旧制一高の入試に挑んだ国語学者の大野晋さんは、落ちたらパン屋になろうと思っていたそうだ。合格発表には父親が行ってくれた。首尾良く合格していた。何番で合格だったかと聞くと、父親は一息おいて「お前の後には誰もいないよ」(『日本語とと私』)
28人中28番。日本は腕の良いパン職人を失ったかも知れないが、優れた国語学者を得た。日本語の源流を追って時を超え、海を渡り、旅を続けてきた。その大野さんがきのう、88歳で亡くなった。

東京の下町の砂糖問屋に生まれた。中学時代、山の手の級友宅に遊びに行き、シチューやピアノに驚いた。同じ東京なのに言葉遣いや食べ物も違う。ショックを受けて下町に帰ると、なれ親しんだ「日本」があった。
そうした体験をへて「日本とは何か」が終生かけた問いになる。還暦を過ぎて、南インドのタミル語に日本語の起源があるなどと発表して論争を呼んだ。大胆さゆえに批判もわいたが、信念は揺るぎなかったようだ。

硬軟織りまぜて日本語の知恵袋であり、御意見番でもあった。小誌の記事も、疑問には大野さん頼みが目立つ。例えば、開店祝いなどで「●●さん江」と何故書くか、大野さんいわく、「へ」だと「屁」を連想するからでは?
最近の文芸春秋の鼎談では、日本人が日本語を放棄しているようなカタカナ語の氾濫を嘆いたいた(6月号)。

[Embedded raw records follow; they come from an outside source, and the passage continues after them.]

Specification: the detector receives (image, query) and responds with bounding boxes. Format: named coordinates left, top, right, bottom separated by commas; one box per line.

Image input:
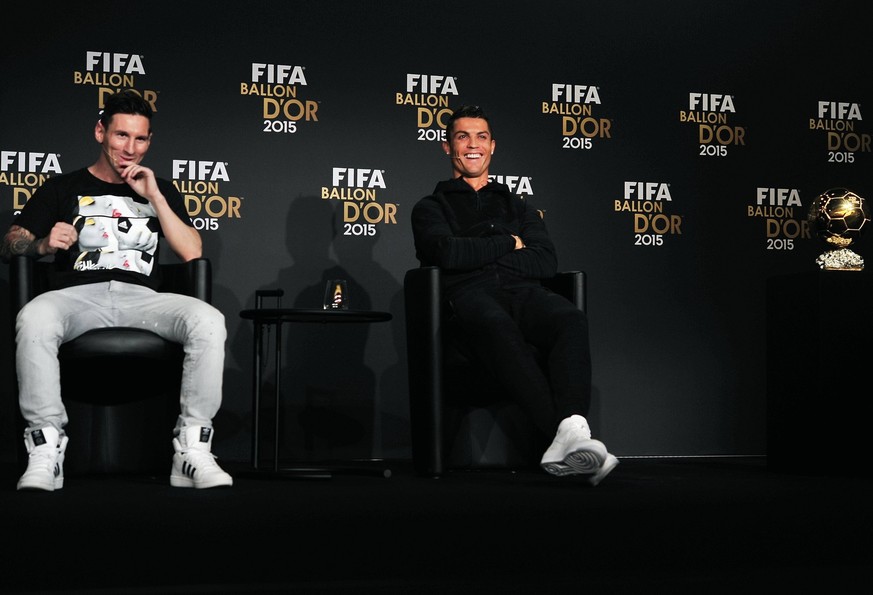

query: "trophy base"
left=815, top=248, right=864, bottom=271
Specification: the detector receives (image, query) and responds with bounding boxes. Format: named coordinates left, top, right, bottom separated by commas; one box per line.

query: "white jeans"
left=15, top=281, right=227, bottom=430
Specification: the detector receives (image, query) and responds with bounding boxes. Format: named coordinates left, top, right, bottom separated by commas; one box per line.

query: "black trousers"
left=449, top=286, right=591, bottom=440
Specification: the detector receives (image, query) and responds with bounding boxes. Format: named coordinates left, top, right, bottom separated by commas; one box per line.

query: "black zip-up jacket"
left=412, top=178, right=557, bottom=297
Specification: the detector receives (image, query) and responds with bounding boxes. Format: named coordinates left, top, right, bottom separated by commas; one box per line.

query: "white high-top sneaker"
left=540, top=415, right=618, bottom=485
left=170, top=426, right=233, bottom=489
left=18, top=426, right=70, bottom=492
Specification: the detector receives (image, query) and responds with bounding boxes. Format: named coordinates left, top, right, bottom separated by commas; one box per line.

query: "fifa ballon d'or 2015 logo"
left=807, top=188, right=870, bottom=271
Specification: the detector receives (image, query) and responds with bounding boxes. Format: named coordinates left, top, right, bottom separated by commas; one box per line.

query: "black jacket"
left=412, top=178, right=557, bottom=294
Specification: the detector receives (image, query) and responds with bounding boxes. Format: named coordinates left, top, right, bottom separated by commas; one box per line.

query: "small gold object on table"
left=807, top=188, right=870, bottom=271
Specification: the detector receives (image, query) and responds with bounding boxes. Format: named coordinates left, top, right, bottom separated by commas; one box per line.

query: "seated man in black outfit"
left=412, top=106, right=618, bottom=485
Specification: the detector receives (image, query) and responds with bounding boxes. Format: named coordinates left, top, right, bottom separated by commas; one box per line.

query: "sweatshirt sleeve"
left=497, top=199, right=558, bottom=279
left=412, top=196, right=515, bottom=271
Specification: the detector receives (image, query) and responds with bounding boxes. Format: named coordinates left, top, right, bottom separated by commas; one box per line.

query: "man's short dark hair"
left=100, top=89, right=154, bottom=128
left=446, top=105, right=494, bottom=140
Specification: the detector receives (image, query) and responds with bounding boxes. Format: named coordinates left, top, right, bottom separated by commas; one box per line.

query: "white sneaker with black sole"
left=18, top=426, right=70, bottom=492
left=540, top=415, right=618, bottom=486
left=170, top=426, right=233, bottom=489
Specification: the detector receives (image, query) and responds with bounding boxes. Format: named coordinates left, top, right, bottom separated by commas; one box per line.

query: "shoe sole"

交友のあった作家の丸谷才一さんは、「本居宣長よりも偉い最高の日本語学者だった」と悼む。宣長と雲の上で、日本語談義を始めるころだろうか。
(了)


●日本人の言語運用を支えた「大野晋さんを悼む。作家:井上ひさし(朝日新聞、2008.7.15.火曜日、p35)

私たち日本人の日常の言語運用の面で、これほど大きな役割を果された方は日本史上、始めてでしょう。日本人の言葉をじつに深いところで支えて下さった巨人の一人でした。大野さんの業績については、三つの素晴らしさがすぐ浮かびます。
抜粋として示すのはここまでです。